Todo parece indicar que el fuerte impacto causado por ‘Big Bad Wolves’ (2013) no fue pasajero, y que su triunfo en el Festival de Sitges y la proclamación por parte de Tarantino como mejor película de aquel año ha dejado una profunda huella, convirtiendo a esta rareza de Aharon Keshales y Navot Papushado en una obra de culto. Era tal su violencia visual y temática, que se llegó a decir que podía tratarse de una alegoría de la beligerancia y crueldad de la sociedad israelí, concepto que se pierte del todo en un remake o traducción a otro idioma y dentro de otra cultura, como es el caso.
Pero eso no es lo más inimitable de la película original, un thriller tarantiniano que plasmaba la estética gore con un realismo que lo convertía en algo mucho más cercano a la cotidianidad de las páginas de sucesos, y en todo lo relativo a crímenes pedófilos con asesinatos en serie de niñas.
El argumento de partida basaba su solidez en un férreo esquema triangular que respondía a los tres personajes centrales implicados en la resolución de las torturas y matanzas, y que era el de vengador-justiciero-asesino. A ellos iban asociados una serie de objetos mortíferos como un serrucho oxidado o un soplete. Elementos que formaban parte de una ceremonia de la repetición de actos sangrientos, articulados mediante los pertinentes mecanismos de venganza.
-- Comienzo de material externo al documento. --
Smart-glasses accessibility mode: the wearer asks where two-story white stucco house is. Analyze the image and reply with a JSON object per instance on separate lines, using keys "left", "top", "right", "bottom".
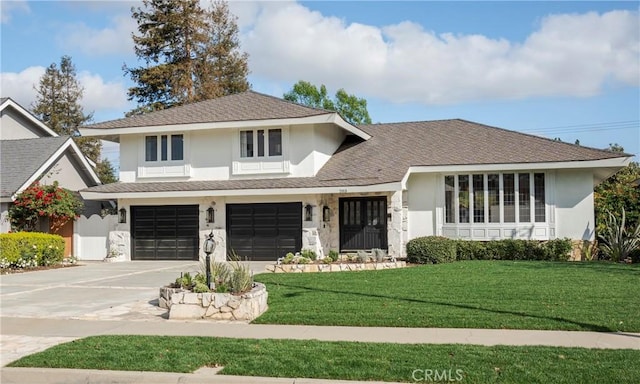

En el tardío remake, hecho diez años después, que es ‘Lobo feroz’ (2023), la estructura ya no es puramente triangular, y responde más a dobles parejas o un cuarteto. De un lado está la madre coraje que busca venganza interpretada por Adriana Ugarte, del otro el policía de métodos poco ortodoxos con el que se asocia para sacar información al principal sospechoso, encarnado por Rubén Ochandiano, mientras la agente que encarna Juana Acosta trata de poner orden y evitar una carnicería.